S EVEN of the big tin tops that sang when they spun went to the Brown family. There was Mr. Brown and Mrs. Brown, the two big Brown boys, and the two Brown boys who were neither very little nor very big, and the one little Brown girl. Seven Browns and seven singing tops!
Mr. Brown bought the tops, and when the other people in the Toy-Shop looked a little surprised to see him get so many he laughed and chuckled till they had to laugh, too. He was a very jolly man.
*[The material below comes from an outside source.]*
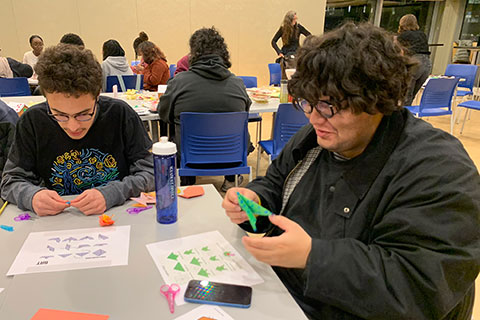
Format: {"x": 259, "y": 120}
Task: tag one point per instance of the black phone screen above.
{"x": 218, "y": 292}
"Getting ready for Christmas fun," said the Toy-Lady who had sold him tops before. But she did not know how much fun the Browns did have at Christmas.
They had fun hanging the Christmas wreaths in every window and holly all over the house. They never could put up too much holly for Mr. Brown. He even pinned a tiny piece on his coat, he liked it so well.
They had fun making the Christmas pudding that everybody had to stir. Mr. Brown said he wouldn't eat a Christmas pudding unless everybody in the house had stirred it.
They had fun choosing the Christmas tree and bringing it home and putting it up and trimming it and lighting the candles; and in guessing what was in the Christmas packages before they were opened, and saying, "Oh, just what I wanted!" when they were opened.
They hung up their stockings and socks on Christmas Eve, and laughed because some of them were small and some big, some long and some short; and they laughed again in the morning when they found those same socks and stockings stuffed with Christmas goodies.
Eating Christmas breakfast was fun, too, because nobody had to hurry away to work or to school, and there was plenty of time to talk about all sorts of pleasant things; and when they finished their breakfast they spun the Christmas tops.
All the Browns sat on the floor and wound their tops at the very same time and then when Mr. Brown said, "One, two, three; ready to go!" off went the tops all together.
"Hum, hum, hum," they sang like great sleepy bees, and the fun then was to see whose top would spin and sing the longest.
Mrs. Brown felt very sure that hers would be the one. It was such a steady-going top with its hum, hum, hum; never moving out of its place.
But Mr. Brown thought that his top would be the last to stop, even though it danced about as it sang.
"I think they do better when they move," he said.
The Brown boys, no matter whether they were big or middle-sized, made a great noise and stir over their tops.
"Mine will last the longest!" "Mine will last the longest!" they called and they whirled and twirled and danced about as if they were tops themselves.
But which of the tops do you think was still turning on its one little toe and humming like a big sleepy bee when all the others had tumbled down? The top that belonged to the little Brown girl; and the rest of the Browns were as pleased as she was.
Still turning on its one little toe.